In Sun's JRE 1.6 this got solved. As you might understand now, on certain systems with JRE 1.5 you get a piss poor performance of your Math.sin. Caching these values is very wise and give you a very good performance boost. In JRE 1.6? Not so much. In fact, caching values makes the performance suck balls.
This made me wonder, as I come from a C background: how can a table cache be slower than a FPU call? FPU calls are in general considered expensive, so .. what is going on? The answer is right in your face: table cache and more specifically: array bounds checking. In Java it is very hard to request an element from an array without the system checking if the value is out of bounds. Even if you know 100% sure it never will, it checks 'just in case'. This is one of the principals of Java: never allow buffer overflows. It is great. But not for performance. In result, the FPU call is in many cases much quicker than a table call. Which to me is silly, as in C it would have been the other way around.

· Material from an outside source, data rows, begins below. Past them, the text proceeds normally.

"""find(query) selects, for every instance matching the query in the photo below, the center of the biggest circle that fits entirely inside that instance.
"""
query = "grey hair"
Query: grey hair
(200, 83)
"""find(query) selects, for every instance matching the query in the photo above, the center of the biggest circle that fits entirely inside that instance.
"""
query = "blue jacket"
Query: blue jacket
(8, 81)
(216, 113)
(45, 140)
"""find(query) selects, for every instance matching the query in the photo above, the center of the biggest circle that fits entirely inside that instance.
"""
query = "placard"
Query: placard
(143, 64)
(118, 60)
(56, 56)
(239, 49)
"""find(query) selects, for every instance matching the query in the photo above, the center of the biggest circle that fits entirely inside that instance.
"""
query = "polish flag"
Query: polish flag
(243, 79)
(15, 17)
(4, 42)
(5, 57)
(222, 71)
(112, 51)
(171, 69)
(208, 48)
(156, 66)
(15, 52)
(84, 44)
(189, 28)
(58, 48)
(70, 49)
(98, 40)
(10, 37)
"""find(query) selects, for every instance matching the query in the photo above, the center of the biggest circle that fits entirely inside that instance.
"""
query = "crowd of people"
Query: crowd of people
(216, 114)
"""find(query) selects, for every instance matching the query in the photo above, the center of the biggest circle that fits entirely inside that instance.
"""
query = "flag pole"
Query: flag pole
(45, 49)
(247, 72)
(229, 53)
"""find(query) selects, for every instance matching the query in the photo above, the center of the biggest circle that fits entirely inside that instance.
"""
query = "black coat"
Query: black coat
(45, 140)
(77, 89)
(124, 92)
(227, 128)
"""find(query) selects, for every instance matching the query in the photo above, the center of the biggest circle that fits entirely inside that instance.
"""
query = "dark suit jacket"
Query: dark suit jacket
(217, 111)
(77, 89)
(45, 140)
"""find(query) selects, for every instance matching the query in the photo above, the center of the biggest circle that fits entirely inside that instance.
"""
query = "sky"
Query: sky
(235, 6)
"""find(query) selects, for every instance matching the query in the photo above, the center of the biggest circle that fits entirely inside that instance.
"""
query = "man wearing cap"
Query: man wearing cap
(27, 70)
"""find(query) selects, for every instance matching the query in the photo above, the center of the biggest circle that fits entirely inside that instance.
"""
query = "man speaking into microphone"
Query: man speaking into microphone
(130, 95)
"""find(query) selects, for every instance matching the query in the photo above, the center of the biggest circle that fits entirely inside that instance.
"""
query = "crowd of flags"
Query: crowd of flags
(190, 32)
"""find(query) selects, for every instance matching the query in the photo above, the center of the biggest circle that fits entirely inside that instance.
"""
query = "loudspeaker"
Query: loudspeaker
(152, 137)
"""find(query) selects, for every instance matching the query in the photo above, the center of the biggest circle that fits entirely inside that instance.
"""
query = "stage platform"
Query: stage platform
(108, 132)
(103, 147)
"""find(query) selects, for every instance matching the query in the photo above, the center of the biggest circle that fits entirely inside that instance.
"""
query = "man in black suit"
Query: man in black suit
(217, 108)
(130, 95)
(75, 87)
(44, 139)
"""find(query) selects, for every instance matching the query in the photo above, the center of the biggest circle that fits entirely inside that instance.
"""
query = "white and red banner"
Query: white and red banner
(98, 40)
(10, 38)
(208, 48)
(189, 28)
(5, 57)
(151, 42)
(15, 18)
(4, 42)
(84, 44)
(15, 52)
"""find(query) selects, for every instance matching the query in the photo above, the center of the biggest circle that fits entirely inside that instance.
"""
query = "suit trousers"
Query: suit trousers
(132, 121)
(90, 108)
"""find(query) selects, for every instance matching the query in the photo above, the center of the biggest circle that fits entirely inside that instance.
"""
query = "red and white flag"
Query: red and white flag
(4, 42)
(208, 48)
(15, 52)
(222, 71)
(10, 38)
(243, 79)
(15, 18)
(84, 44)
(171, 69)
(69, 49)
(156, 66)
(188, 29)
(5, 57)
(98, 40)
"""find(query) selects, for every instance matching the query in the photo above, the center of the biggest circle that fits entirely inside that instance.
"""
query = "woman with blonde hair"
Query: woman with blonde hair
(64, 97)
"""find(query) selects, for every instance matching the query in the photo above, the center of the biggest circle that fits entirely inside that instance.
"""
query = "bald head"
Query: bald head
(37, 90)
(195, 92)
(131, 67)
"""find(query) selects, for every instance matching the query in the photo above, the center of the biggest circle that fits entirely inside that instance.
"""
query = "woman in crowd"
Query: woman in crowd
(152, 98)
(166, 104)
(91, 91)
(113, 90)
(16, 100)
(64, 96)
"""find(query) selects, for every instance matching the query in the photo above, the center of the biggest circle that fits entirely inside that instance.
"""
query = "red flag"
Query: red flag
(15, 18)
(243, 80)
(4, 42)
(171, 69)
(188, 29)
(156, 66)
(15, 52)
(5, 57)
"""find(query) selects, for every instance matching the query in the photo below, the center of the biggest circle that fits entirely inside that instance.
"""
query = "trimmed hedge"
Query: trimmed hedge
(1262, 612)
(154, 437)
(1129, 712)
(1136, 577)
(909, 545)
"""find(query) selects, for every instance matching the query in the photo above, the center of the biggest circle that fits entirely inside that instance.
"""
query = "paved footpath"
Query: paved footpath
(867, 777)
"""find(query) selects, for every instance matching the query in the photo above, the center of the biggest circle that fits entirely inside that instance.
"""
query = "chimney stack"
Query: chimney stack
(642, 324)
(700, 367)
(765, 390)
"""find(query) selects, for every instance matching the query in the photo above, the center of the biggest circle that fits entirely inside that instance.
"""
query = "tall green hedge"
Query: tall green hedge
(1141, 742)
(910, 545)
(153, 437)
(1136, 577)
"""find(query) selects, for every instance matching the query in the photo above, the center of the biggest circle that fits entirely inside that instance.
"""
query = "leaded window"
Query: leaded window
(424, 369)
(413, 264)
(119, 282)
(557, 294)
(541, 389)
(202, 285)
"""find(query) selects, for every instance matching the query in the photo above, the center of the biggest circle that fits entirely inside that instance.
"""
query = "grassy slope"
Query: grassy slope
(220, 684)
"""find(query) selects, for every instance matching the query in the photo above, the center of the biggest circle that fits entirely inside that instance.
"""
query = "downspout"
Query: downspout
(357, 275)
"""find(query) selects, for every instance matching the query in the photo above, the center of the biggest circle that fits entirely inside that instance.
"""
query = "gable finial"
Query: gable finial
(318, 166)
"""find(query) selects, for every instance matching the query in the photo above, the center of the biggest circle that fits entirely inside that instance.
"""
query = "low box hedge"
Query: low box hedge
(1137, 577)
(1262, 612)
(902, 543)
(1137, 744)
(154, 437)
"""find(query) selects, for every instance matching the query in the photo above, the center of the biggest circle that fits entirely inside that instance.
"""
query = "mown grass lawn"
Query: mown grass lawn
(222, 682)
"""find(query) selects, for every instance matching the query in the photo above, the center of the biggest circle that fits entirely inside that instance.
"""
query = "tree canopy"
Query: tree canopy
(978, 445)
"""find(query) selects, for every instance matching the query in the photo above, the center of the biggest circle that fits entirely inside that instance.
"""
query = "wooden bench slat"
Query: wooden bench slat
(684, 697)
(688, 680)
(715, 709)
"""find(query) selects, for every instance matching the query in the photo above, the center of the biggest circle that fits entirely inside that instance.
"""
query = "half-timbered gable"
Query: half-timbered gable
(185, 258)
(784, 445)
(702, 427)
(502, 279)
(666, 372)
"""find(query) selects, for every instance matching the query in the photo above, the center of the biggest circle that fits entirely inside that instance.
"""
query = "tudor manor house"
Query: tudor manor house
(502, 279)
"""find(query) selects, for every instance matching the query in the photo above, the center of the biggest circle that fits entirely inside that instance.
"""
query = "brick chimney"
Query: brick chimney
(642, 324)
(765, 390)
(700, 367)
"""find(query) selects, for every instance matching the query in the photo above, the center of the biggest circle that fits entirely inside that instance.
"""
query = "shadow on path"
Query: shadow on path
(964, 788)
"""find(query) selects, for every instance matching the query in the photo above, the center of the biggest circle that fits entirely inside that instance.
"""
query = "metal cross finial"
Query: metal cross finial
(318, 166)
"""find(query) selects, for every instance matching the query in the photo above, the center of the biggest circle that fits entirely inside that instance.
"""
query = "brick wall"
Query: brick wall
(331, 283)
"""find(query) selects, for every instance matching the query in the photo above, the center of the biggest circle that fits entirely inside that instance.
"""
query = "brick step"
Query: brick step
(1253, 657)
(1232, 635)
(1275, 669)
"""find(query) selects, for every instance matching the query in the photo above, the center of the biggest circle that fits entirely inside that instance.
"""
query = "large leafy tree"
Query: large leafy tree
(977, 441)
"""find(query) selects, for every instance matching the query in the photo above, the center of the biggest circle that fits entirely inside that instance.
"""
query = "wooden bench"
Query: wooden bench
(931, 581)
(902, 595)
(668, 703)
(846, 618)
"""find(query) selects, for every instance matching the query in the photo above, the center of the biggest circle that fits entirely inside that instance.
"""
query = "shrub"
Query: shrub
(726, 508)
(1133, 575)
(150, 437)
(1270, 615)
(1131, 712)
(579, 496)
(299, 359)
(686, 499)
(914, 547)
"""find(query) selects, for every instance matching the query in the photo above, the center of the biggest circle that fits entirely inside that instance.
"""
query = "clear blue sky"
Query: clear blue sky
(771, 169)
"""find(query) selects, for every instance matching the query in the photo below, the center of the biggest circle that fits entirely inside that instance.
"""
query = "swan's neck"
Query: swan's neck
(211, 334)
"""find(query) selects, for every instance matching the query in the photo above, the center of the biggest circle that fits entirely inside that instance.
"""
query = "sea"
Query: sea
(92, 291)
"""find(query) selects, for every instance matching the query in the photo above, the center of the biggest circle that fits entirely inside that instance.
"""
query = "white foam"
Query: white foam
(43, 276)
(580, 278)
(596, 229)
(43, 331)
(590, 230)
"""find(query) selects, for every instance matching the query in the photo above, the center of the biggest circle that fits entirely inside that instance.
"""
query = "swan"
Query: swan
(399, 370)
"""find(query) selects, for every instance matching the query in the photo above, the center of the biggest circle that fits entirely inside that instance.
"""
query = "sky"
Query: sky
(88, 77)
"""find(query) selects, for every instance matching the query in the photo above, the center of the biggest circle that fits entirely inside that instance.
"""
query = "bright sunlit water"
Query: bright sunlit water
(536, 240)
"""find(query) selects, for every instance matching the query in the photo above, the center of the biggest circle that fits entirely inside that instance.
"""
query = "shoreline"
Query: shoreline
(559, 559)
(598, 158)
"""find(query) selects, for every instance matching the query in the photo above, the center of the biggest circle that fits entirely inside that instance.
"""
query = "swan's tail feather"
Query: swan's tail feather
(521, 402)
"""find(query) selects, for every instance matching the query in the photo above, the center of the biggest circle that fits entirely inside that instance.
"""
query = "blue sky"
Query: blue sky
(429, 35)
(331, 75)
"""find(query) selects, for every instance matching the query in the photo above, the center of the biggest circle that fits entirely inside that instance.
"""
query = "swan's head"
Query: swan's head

So .. can you disable array bounds checking in Java? And would that make MathHelper.sin faster? It seems that it is not possible to disable the checking in any clean fashion. You can, however, access memory directly in Java via 'Unsafe' stuff. It is very hard to get this to work, and very ugly, but possible nevertheless. I did some benchmarks on this, cheating along the way to get it to work, as I wanted to know what the difference would be between Math.sin and a cache like MathHelper.sin if it wouldn't do the array bounds checking. The results:
Current MathHelper.sin: 500 'arbitrary units'.
Current Math.sin: 44 'arbitrary units'.
MathHelper.sin without bounds checking: 40 'arbitrary units'.
It is a tiny bit faster (10%, call it tiny), but it is not worth the hassle and ugly code that comes with it. Using Math.sin should be more than sufficient, and as a bonus increases the accuracy too
Which brings me to the conclusion. Why did Notch implement a cache? I can think of 3 reasons: he was either using Sun's JRE 1.5 and noticed a huge performance loss there, or he was reading articles from 1985 (where it was common to cache your sin/cos for performance gain), or he was thinking in a C-like fashion. How ever it might be, all benchmarks (and all threads about it on the web) clearly indicate that these days it is better to use Math.sin over any custom made version. Something often called: premature optimizations. Trust your compiler to do the right thing, in many cases it will.
To close up: all the benchmarks I ran on the MathHelper.sin function clearly shows that using Math.sin with Sun's (Oracle's?) JRE 1.6 increases the speed of that function dramatically. So the author of that quote seemed to be spot-on, although an increase of 33% in FPS sounds far fetched. But I cannot disprove it really
However, such change does require some extensive testing on other machines / OSes before making such changes in for example MCForge; Notch is not an idiot, so he most likely did it for a good reason. Maybe ask him?
tl;dr: the author of the FPS++ seems to be on to something; with Sun's JRE 1.6, Math.sin is a lot quicker.
PS: I could find no evidence that changing the size of the cache table helps / changes anything. It did nothing for me on this level of benchmarking.